I first heard the story from a psychic in the Mission District of San Francisco, and was later given a written version by storyteller Ruth Stotter.
The Cricket Who Jumped to the Moon (page 29)
This original tale was inspired by memories of my father. I also drew upon a motif I found in a Burmese folktale, “The Musician of Tagaung,” which told of a boy whose father dreamed he would someday become the greatest harp player Burma had ever known. The boy tried and tried to play the harp, but had no talent for it, breaking the strings and ruining harp after harp. It was many years later, long after his death, that people found the broken harps, and began to invent stories of his musical abilities. So it was, over time, that he became known as a great harp player.
Optimism and Pessimism (page 49)
Though this story is quite well known, tracking down its origins was quite a challenge. I finally found what seems to be its earliest known written ancestor in a strange little book, buried deep within the stacks of the San Francisco Main Library. The book seems to be a story in itself; its title page was so intriguing that it seems worth reprinting here:
Waggish Tales of the Czechs
Originally entitled
Gesta Czechorum
Done into English out of the original 15th Century C
zech manuscript of Rehor Frantisek, of Czaslau, sometime Almoner to the count of Zikmund, King over both Bohemia and Hungary, and Holy Roman Emperor, and later Master of the Wardrobe to the Magnata Bohdan Beverlik of Tynist by C. D. S. Feals, in an adaptation to the reading requirements of the American public by
Norman Lockridge
The Candide Press
1947
Therein lies a tale entitled “A Peasant Boy’s Faith,” in which three rich children attempt to play a dirty trick on a poor, but earnest, boy by leaving horse manure in his Christmas stocking. He responds by saying that he was given a horse by Santa.
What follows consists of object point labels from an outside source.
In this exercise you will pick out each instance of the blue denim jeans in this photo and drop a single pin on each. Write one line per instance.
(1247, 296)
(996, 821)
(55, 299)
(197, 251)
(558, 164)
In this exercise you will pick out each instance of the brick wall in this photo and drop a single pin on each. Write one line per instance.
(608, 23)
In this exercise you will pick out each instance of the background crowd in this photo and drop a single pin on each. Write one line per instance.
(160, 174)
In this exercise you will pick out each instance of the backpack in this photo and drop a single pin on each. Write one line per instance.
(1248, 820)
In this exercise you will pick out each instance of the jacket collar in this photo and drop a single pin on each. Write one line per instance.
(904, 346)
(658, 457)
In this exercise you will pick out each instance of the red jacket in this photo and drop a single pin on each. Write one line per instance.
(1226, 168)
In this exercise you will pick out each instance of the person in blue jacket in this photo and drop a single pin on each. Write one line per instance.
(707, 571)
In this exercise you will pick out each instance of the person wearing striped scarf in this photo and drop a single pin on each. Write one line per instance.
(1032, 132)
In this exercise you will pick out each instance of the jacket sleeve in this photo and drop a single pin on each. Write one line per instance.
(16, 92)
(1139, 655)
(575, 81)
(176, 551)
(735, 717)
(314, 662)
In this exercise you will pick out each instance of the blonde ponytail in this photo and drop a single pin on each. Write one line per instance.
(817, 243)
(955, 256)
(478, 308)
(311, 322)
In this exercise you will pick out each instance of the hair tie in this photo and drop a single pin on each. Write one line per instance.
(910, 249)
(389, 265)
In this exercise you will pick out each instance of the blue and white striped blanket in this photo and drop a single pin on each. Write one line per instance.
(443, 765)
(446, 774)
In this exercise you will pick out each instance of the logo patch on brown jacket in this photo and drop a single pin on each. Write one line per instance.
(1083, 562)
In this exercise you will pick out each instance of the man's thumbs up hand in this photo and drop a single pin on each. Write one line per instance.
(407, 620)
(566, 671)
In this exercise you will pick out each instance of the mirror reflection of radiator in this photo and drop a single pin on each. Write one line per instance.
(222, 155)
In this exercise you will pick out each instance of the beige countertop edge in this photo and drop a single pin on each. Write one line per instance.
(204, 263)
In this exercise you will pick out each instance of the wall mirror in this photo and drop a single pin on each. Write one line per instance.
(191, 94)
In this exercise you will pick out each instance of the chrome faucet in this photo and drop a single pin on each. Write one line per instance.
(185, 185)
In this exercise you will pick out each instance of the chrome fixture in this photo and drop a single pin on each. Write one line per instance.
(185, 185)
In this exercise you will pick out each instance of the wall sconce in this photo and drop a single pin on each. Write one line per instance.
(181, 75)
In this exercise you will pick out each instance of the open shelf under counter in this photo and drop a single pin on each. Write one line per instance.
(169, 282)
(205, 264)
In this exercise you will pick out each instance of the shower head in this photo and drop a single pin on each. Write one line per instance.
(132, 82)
I’ve known this story for many years, but cannot remember when I first heard it.
The Vow of Silence (page 61)
This appears to be a variant of a tale popular in Finland—also recorded in Norway and Ireland—known as “Too Much Talk,” about three men who retreat to a quiet glen at the far end of the world, taking a vow of silence. After seven years the first one speaks: “I heard a cow lowing.” The other two are angry but silent. Then, seven years later, the second says, “It was not a cow, but a bull!” Seven years after that the third says, “I’m leaving this place. There’s too much talk!”
I first heard the story, while I was a student at Stanford, from Nick Burbules, the resident associate in my co-op.
The Search for Truth (page 81)
Since hearing this story from Lenny, I have tried to track down its origins without success. Though I have found written versions of it, the authors of those have also been unable to track down the source, which seems to be as elusive as truth itself. I attribute it to India merely because the story mentions the country; I would welcome information from anyone who knows more.